16.09.2015, 20:00 — Obere Säle im Museum

GESPRÄCHSFORUM IM MUSEUM mit Prof. Dr. rer. pol. Adolf Wagner

Orientierungen und Fehlorientierungen der deutschen Zuwanderungspolitik

Programm

Seit weit über hundert Jahren wird in der Wissenschaft über die Bedeutung der Be­völkerung für ein Land und der Wanderungen geforscht. Nach dem Zweiten Welt­krieg lebte die Thematik mit der Anwerbung sogenannter ,,Gastarbeiter" und wegen der defizitären Entwicklung der inländischen Bevölkerung auf. Gegenwärtig ist das Thema der Zuwanderung höchst aktuell, wobei damit gelegentlich eine innenpoliti­sche Sprengkraft verbunden zu sein scheint. Hier tut Versachlichung not, um die es im Vortrag geht. Fehlorientierungen der Zuwanderungsdebatte kamen von Trägern hoher Ämter und auch von wissenschaftlichen Beiräten ins kollektive Bewusstsein, etwa diese: Man solle sich um Fortschritt und Produktivitätssteigerung kümmern und weniger um die Demografie, Deutschland sei kein Einwanderungsland und man könne erforderlichenfalls von überall her hinreichend viele Zuwanderer zur Auffüllung des Staatsvolks gewinnen, beliebige multikulturelle Mischungen brächten auch kurz­fristig keine Spannungen mit sich, der demokratische Staat sei überhaupt nicht zu Bevölkerungszielen legitimiert, die entwickelten Länder sollten mit ihrer Schrumpfung ein Beispiel für die demografisch explodierenden Entwicklungsländer geben. Eine lange Phase bevölkerungspolitischer Ignoranz reicht so nahe an die Gegenwart heran, dass die Umsteuerung auf ein angemesse­nes ,,Bevölkerungsbewusstsein" nun im politischen Alltag Schwierigkeiten bereitet. - Sachgerechte Orientierung fängt bei der Einsicht an, dass keine Gesellschaft der Welt durch permanente große und beliebig rasche Zuwanderun­gen lebensfähig bleibt. Erfor­derlich ist - bei kurzfristigen klug geregelten kompensa­torischen Zuwanderungen - eine durch die Gesamtheit aller Lebensumstände ge­währleistete demografisch stabi­lisierende Nettoreprodukti­onsrate von eins aller po­tenziellen jungen Elternpaare. - Eine Fortsetzung der Dis­kussion wird sich über eigene ,,nationalökonomische" Be­lange hinaus auf die Interes­senlage der ,,Entsendeländer" verlagern. Es öffnen sich damit weite multinationale und multikulturelle Interessenfel­der für Wissenschaft und Politik.  

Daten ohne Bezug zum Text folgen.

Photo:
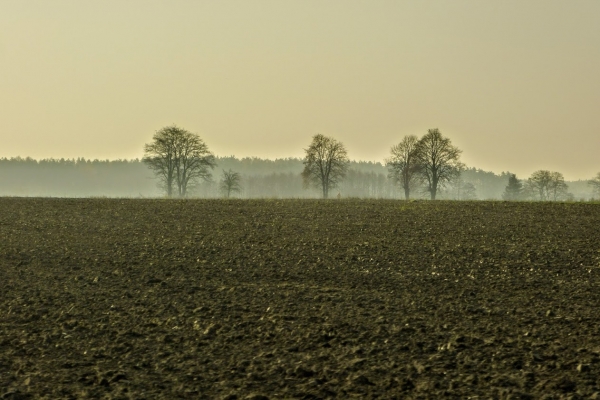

Univ.-Prof. Dr. Dr. h. c. Adolf Wagner ist Absolvent der Universität München, promo­viert und habilitiert für ,,Volkswirtschaftslehre und Statistik" an der Universität Tübin­gen, Ehrendoktor der TU Chemnitz. Er war nach seiner Professur für Volkswirt­schaftslehre und Mathematik an der FH Reutlingen Lehrstuhlinhaber an den Univer­sitäten Marburg, Tübingen und Leipzig (für Volkswirtschaftslehre, Statistik sowie Em­pirische Wirtschaftsforschung). Ferner war er fünfmal Dekan und einmal Prorektor sowie Direktor des IAW Tübingen und des IEW Leipzig. Bekannt wurde Prof. Wagner als Lehrbuchautor und Übersetzer bekannter Werke. Er war 29 Jahre Mitherausge­ber der angesehenen ,,Jahrbücher für Nationalökonomie und Statistik" (davon 11 Jahre geschäftsführend). Er ist Mitglied des Ausschusses für Evolutorische Ökono­mik im Verein für Socialpolitik und der Keynes-Gesellschaft. In seinem vorakademi­schen Berufsleben war Wagner erfolgreich im bayerischen Sparkassenwesen tätig. 

Gäste sind zu der Veranstaltung herzlich willkommen.